Et voilà que l'inconnu s'ouvrait devant lui... sans doute n'était-ce rien d'autre qu'un couloir humide, obscur et poussiéreux, aux remugles déplaisants et à la faune rampante, menant on ne savait où. Usuellement, Melexe n'aurait pas même considéré la possibilité de s'y aventurer, mais les circonstances étaient quelque peu particulières. D'abord, il y avait Chaktika, bien sûr. Dans son bon coeur, le Prince n'envisageait point de laisser cette petite créature dont il avait la charge s'égarer dans de sinistres souterrains où elle finirait par mourir de faim ou de soif. Ensuite, il y avait Lady Ororya, cette délicieuse Dornienne qui risquait de perdre le bijou auquel son coeur était si fermement attaché. Sa compagnie était plaisante, par ailleurs, et ils tenaient là une occasion rare de se confronter à un mythe fait de pierre - au risque de le démythifier et d'en ressortir déçus, naturellement, mais tout de même, l'opportunité ne se présentait pas tous les jours.

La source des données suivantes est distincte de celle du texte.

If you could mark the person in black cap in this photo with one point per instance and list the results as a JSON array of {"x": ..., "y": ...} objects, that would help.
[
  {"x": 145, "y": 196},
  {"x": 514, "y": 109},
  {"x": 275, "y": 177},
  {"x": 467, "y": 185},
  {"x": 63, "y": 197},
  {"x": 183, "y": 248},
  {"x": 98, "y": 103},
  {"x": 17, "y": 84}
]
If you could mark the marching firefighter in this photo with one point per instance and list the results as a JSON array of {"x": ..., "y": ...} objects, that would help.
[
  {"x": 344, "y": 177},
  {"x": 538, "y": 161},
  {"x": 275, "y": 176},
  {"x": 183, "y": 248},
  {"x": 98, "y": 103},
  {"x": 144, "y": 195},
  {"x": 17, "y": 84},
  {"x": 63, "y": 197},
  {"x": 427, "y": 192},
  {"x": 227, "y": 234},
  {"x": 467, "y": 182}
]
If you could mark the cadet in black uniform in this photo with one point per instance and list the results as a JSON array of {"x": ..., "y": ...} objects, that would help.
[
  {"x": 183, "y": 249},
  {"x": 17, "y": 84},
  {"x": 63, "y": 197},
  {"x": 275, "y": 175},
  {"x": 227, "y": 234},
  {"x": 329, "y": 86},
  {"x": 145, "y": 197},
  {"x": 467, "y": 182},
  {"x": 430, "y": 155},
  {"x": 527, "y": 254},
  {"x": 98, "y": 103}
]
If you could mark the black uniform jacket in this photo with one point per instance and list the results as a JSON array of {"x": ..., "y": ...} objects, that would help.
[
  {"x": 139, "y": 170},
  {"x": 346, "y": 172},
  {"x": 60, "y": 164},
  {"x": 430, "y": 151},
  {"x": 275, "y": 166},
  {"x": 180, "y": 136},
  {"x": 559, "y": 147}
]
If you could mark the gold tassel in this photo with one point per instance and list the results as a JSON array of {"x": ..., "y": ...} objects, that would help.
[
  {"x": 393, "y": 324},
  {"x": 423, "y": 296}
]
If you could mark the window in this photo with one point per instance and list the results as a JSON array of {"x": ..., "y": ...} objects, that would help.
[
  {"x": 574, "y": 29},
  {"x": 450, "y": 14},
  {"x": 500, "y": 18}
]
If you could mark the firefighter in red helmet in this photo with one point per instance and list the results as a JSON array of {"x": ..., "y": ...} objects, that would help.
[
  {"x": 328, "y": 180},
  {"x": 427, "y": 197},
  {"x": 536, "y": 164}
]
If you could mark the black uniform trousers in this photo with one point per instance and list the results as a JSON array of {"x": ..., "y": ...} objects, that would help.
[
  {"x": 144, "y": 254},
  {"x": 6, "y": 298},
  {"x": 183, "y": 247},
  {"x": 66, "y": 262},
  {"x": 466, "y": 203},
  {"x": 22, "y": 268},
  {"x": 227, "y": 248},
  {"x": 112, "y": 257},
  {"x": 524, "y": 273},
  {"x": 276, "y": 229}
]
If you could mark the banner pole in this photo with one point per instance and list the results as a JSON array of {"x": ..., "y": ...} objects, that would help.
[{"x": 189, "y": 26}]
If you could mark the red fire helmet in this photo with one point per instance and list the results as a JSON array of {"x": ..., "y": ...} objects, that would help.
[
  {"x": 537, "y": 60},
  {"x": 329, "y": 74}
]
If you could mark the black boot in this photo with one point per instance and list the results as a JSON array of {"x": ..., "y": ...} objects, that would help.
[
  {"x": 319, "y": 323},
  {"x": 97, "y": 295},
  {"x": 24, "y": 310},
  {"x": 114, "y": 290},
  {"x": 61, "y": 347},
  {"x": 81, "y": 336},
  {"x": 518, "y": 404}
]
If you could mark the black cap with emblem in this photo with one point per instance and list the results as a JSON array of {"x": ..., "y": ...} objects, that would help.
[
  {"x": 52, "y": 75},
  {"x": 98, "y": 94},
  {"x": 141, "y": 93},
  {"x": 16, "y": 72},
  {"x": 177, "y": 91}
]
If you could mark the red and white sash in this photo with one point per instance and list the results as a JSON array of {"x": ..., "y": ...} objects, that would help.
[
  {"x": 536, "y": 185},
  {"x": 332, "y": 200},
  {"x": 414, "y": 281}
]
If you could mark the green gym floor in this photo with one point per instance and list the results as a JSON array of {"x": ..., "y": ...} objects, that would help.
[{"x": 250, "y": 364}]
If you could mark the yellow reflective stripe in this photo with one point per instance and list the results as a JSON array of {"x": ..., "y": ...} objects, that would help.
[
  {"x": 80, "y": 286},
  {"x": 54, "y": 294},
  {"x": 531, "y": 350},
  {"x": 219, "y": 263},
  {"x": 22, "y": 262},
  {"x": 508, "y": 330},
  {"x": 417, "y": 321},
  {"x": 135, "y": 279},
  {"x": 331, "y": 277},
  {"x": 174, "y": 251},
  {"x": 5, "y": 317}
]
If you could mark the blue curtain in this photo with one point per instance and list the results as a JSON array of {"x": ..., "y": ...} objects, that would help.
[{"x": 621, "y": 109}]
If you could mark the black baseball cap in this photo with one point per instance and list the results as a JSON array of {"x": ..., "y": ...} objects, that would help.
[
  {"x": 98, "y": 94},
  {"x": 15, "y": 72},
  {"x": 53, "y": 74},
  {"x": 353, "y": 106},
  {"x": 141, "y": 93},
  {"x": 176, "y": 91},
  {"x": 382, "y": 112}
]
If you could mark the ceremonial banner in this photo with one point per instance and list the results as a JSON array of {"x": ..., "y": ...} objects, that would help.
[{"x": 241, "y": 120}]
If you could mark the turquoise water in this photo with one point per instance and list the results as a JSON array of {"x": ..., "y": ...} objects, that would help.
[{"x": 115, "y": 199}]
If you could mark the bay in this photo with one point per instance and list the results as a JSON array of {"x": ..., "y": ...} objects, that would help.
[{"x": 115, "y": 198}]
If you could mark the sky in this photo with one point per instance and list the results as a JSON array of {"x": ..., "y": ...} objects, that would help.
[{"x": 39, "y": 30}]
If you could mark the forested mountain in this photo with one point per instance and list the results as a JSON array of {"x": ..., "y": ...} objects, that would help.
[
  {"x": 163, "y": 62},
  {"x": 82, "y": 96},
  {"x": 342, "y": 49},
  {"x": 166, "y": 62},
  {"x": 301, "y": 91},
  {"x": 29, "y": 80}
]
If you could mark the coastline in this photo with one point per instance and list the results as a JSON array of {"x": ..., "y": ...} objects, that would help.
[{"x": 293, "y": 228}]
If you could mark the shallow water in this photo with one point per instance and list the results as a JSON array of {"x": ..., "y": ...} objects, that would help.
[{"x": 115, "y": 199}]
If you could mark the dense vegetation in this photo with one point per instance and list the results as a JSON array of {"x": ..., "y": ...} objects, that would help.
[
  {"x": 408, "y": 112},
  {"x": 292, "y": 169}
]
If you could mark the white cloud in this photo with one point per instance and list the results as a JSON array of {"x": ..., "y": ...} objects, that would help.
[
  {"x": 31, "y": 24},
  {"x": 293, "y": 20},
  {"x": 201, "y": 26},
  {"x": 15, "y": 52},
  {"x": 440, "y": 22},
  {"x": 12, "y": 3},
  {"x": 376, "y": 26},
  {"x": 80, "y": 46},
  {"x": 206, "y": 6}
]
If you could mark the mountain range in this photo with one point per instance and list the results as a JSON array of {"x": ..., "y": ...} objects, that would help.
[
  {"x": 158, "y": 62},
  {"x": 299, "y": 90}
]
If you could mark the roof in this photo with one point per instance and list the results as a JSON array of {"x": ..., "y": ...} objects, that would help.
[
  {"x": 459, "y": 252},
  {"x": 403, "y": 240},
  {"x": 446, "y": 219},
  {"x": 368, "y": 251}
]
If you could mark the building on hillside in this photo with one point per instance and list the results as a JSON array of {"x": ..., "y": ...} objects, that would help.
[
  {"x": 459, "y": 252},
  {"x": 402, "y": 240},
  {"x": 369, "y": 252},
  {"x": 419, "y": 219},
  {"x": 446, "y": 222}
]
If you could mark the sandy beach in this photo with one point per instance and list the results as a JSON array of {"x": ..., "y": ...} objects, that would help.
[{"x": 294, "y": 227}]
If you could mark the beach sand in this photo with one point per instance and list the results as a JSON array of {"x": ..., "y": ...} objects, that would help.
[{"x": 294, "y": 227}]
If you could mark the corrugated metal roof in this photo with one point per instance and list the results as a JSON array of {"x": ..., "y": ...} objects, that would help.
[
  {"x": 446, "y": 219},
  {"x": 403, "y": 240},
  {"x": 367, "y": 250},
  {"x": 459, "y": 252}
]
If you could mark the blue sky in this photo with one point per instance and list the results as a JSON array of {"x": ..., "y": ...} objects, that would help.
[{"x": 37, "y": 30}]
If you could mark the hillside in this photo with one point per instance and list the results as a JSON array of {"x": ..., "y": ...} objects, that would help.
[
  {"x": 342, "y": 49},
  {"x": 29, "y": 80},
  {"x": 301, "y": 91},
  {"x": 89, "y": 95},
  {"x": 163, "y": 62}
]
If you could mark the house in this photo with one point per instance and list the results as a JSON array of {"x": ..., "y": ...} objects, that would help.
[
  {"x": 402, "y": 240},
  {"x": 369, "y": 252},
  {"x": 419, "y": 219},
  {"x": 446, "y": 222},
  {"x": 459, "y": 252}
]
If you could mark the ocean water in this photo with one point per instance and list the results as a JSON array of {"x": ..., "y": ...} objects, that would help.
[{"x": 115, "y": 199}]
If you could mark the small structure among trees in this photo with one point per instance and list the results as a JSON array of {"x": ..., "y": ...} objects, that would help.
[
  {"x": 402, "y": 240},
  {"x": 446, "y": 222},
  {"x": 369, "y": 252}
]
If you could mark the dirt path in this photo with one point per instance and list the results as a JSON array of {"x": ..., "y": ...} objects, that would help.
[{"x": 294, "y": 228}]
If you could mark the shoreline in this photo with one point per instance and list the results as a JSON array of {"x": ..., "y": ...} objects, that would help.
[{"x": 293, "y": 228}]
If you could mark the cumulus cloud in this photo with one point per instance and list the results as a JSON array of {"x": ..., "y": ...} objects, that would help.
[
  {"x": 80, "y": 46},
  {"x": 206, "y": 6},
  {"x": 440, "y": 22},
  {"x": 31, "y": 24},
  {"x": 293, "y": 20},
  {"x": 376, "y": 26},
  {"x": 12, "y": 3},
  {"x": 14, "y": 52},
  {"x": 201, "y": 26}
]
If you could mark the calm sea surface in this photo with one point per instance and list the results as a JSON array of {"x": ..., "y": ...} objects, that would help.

"Les dieux nous lancent un gant, comme on dit chez vous. Pourquoi ne pas relever ? Je doute qu'un dragon ou que le fantôme haineux de quelque Targaryen hante ce couloir mais le visiter attise déjà en soi la curiosité. Et nous cherchons toujours votre précieux bracelet. De toute façon, je suis venu pour récupérer ce chenapan ; quel maître serais-je si je l'abandonnais maintenant à son sort dans ce probable dédale ? Mais si nous voulons en revenir, belle et intrépide Ororya, il nous faudra laisser une piste derrière nous et nous assurer que le mécanisme ne se refermera pas subitement dans notre dos."


Avisant une armure décorative, il retroussa ses manches et la déplaça pile sur le seuil du passage au prix de quelques efforts qui fort heureusement ne suffirent pas à le mettre en sueur - cela eut été fort déplaisant alors qu'il venait tout juste de procéder à ses ablutions et de se vêtir de frais. "Brave sentinelle d'acier ! Garde pour nous cette porte ouverte, et sois le témoin de notre incursion si d'autres venaient plus tard à nous chercher." Ses connaissances ne lui permettaient pas d'évaluer la puissance du mécanisme, peut-être capable de broyer une armure en se refermant, mais il préférait prendre cette simple précaution, quelle qu'en soit au final l'efficacité, plutôt que de s'en remettre à la chance. "Je suppose qu'un levier doit actionner le passage depuis l'intérieur du couloir, mais s'il est caché, mieux vaut s'assurer que le passage reste en l'état." commenta-t-il pour Ororya. Puis il leva son panier de biscuits : "Une piste croquante nous ramènera à bon port, ainsi que Chaktika. Son appétit, même conjugué à celui, peut-être, de quelques rats, ne devrait pas faire disparaître autant de friandises, surtout si nous prenons soin de les fragmenter. Et puis, qui sait, peut-être trouverons-nous quelques repères pour baliser notre chemin, nous permettant de garder en réserve ces douceurs pour un moment de détente ultérieur. " Il eut un sourire éclatant et s'exclama :"Quelle aventure, ma chère ! Il me rassure d'être à vos côtés en pareil lieu. Si d'aventure quelque péril imprévu nous surprenait dans ces ombres antiques, je serais honoré de l'affronter à vos côtés."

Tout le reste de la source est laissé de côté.